A List of Articles Sitting in My To-Read Pile
…many of them since before I turned in my thesis. All of these articles look super interesting, but most of them are on the long/dense side, which is why I’ve been putting them off.
How Harry Potter Became the Boy Who Lived Forever — A long article about fanfic and the fanfic community. I don’t read (or write) fanfic, but I have an anthropological fascination with the whole concept.
Lonely Highways in the Land of Jail — Foucault and Art Bell! Two great tastes I had not expected to ever see combined. I love when my theory obsessions speak to my pop culture obsessions, so I’m very excited about this one.
William Burroughs interview — Burroughs and shamanism, two more of my favorite things.
This is your brain on shrooms — Speaking of shamanism… I normally resist neuroscientific interpretations of human experience, but hallucinogenic drugs are a fascinating tool for investigating mind/body questions.
The Proletarianization of Sensibility — About how Duchamp got into making Readymades, by way of Benjamin, Kant, Freud, Hoffman… I generally don’t find a lot of good writing about art on the web, so I don’t want to let this one slip by.
Star-Crossed: Edith Wharton and Julian Barnes — An exercise in juxtaposition, comparing Barnes and Wharton just because they have similar birthdays. But I love both authors, and I’m interested to see what unlikely connections the author finds.

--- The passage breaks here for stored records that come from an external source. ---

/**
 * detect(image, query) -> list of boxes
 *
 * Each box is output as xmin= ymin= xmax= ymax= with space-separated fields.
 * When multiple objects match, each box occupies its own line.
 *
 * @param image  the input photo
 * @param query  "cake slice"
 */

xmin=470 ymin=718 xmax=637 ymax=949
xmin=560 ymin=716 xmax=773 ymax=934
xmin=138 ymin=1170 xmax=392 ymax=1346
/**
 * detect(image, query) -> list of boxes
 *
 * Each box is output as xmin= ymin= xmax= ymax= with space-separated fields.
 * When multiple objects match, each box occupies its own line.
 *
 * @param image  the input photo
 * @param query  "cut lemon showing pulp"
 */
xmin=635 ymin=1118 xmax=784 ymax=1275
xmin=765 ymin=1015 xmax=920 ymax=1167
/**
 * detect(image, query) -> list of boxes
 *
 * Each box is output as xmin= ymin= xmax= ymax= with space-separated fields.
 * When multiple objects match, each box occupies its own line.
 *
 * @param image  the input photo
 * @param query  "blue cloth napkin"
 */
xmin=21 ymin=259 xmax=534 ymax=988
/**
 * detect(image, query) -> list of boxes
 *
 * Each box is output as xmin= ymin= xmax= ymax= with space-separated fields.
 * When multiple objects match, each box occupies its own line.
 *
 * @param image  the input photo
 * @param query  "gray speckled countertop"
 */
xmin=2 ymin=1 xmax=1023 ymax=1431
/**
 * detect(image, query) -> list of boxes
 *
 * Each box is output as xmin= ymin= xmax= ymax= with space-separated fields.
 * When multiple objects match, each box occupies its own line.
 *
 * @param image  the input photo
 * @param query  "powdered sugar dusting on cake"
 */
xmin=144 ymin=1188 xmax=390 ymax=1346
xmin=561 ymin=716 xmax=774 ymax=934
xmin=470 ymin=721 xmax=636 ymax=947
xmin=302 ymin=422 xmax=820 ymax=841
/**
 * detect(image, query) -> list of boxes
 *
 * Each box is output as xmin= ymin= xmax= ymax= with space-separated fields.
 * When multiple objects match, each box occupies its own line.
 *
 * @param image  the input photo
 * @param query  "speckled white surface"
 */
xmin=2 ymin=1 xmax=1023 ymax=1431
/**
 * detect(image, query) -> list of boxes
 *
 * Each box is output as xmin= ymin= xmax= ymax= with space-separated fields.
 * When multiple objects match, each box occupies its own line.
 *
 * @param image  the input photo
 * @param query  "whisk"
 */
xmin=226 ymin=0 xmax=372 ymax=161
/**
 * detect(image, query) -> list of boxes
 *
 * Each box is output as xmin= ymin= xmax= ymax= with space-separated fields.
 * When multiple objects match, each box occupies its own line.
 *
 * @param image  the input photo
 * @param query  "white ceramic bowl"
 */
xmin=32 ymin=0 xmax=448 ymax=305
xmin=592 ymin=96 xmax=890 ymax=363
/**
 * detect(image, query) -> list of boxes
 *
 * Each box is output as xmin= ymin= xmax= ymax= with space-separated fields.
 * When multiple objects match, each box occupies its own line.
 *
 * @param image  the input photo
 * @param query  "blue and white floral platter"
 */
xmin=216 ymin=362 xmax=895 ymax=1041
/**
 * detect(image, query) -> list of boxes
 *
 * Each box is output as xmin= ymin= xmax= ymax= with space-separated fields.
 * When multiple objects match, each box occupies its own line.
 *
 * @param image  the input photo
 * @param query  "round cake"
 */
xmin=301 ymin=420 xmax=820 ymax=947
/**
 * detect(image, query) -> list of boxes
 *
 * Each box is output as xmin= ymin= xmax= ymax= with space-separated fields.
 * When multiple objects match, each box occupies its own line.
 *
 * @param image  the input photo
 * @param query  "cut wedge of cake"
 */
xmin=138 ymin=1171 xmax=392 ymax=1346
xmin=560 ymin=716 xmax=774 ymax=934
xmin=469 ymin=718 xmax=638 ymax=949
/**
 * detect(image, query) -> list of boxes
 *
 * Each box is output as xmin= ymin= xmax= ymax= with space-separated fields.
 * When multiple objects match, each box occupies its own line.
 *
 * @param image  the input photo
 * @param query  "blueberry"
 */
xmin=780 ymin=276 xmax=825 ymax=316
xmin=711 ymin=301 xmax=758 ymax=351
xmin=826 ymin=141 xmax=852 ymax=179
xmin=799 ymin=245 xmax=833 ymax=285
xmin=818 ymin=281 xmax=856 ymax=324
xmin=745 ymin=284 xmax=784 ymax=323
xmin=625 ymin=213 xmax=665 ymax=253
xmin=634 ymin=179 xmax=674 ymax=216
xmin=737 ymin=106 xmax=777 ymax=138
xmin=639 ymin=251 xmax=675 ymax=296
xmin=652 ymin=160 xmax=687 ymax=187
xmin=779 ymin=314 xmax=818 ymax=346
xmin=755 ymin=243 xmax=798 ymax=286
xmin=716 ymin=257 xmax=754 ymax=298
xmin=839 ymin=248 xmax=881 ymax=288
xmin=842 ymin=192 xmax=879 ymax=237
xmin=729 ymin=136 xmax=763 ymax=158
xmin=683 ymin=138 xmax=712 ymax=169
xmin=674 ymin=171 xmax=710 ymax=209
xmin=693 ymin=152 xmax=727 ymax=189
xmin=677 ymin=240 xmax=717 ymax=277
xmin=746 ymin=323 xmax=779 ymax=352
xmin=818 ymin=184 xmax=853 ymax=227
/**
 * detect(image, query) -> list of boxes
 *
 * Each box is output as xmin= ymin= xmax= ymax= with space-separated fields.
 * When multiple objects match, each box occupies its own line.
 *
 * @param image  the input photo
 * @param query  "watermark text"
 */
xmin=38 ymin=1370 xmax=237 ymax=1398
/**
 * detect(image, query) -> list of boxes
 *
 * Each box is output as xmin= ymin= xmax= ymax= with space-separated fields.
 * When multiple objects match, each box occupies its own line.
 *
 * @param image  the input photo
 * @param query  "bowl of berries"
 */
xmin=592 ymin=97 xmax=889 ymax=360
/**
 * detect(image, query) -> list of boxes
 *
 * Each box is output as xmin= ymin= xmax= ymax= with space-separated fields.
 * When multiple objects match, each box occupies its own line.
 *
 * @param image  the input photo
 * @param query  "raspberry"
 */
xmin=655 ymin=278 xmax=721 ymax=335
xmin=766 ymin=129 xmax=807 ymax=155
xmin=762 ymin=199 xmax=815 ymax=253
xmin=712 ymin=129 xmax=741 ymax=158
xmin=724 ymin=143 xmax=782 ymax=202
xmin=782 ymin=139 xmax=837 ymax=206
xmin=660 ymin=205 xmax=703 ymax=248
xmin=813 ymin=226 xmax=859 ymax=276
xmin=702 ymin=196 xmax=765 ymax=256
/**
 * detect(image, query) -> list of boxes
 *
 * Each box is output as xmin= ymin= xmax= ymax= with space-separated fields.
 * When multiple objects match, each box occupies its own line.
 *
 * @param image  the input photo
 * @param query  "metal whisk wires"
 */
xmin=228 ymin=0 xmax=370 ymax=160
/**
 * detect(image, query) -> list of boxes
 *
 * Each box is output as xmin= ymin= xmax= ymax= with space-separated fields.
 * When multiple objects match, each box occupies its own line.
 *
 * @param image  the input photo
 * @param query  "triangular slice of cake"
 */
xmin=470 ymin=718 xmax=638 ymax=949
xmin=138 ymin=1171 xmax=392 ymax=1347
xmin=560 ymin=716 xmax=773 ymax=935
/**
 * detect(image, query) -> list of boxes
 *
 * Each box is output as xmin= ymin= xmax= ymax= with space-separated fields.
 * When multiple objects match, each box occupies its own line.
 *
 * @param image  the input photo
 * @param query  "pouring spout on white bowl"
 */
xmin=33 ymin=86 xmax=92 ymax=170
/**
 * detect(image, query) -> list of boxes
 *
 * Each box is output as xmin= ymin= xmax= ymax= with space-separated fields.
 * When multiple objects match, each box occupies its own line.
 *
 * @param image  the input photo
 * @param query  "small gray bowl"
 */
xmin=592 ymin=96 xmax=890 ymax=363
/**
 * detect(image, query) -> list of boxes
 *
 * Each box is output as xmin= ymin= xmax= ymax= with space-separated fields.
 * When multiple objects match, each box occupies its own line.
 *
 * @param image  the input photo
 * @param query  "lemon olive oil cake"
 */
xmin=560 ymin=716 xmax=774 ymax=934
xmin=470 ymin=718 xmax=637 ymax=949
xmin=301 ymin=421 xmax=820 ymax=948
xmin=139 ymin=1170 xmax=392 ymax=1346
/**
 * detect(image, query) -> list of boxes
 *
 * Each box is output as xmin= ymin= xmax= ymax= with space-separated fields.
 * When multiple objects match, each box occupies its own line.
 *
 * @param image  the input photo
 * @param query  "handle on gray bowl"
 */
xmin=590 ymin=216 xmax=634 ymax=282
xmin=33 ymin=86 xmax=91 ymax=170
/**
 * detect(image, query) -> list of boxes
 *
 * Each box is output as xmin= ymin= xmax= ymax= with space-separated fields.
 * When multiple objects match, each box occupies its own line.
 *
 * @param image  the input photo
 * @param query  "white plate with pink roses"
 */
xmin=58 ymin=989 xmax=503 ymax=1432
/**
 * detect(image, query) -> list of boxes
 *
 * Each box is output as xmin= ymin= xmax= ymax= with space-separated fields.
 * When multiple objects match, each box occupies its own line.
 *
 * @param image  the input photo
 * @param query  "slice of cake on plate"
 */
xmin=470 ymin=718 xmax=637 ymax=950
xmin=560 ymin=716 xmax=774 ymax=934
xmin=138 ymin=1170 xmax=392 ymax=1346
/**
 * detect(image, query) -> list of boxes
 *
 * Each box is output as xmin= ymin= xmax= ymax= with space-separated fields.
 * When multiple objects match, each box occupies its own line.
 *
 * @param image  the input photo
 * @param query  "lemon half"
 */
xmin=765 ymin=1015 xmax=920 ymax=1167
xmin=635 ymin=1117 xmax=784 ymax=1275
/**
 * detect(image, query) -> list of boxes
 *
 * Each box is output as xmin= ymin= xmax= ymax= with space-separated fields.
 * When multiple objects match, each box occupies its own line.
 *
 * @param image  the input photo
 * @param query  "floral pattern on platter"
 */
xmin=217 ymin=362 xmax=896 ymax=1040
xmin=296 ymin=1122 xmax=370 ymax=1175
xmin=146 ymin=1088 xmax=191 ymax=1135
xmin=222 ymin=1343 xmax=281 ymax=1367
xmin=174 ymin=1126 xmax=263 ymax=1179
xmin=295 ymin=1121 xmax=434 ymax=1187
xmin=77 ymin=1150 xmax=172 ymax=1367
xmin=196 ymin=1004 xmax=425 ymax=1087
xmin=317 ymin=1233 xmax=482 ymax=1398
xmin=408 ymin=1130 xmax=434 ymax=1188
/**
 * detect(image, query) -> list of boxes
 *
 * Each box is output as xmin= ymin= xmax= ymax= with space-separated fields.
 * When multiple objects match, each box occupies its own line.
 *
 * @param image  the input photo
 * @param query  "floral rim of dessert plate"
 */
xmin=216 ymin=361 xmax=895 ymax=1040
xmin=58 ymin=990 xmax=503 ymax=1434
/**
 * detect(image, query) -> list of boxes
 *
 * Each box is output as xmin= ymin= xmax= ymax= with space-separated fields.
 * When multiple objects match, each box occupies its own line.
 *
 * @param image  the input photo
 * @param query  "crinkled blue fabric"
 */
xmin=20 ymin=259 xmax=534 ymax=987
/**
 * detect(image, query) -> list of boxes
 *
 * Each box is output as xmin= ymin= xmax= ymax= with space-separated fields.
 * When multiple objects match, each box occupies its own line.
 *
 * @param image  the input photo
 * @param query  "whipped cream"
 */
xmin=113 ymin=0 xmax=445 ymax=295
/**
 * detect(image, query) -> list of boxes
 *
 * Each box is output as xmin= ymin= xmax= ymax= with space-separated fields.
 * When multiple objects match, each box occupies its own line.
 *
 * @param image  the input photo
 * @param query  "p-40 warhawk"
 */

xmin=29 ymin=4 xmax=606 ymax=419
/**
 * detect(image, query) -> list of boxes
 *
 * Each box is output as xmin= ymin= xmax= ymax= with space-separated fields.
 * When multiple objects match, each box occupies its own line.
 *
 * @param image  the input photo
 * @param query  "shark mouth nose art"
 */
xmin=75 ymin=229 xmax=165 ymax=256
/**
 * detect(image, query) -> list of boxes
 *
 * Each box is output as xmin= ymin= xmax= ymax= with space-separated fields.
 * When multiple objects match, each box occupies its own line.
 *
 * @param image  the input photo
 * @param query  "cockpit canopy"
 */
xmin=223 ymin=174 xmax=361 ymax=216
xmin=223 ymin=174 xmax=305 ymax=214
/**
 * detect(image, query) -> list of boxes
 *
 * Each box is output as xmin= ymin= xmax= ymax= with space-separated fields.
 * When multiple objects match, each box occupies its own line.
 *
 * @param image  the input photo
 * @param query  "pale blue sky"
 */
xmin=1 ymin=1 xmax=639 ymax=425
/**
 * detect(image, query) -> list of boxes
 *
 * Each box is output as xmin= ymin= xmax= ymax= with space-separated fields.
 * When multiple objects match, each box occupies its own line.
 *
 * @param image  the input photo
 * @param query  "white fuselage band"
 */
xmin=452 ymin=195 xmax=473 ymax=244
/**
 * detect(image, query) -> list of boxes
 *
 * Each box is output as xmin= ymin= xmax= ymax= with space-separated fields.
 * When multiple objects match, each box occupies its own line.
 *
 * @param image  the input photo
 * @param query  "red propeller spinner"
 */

Proust and his Mother — One of the richest, most discomfiting, and yet somehow most perfecty human of relationships in literary history.
The Material Existence of Ideology — Featuing Marx, Althusser, Butler, and other goodies… The novel in progress is all about the tension between the material and the ideological, so we can call this research. But it also looks like fun — ooh, diagrams!
The Loves of Lena Dunham — HBO’s “Girls” is my new guilty pleasure, which might get a whole blog post of its own at some point. This article about it is very long and from the New York Review of Books, so that’s promising… I do love when smart people talk at length about dumb things.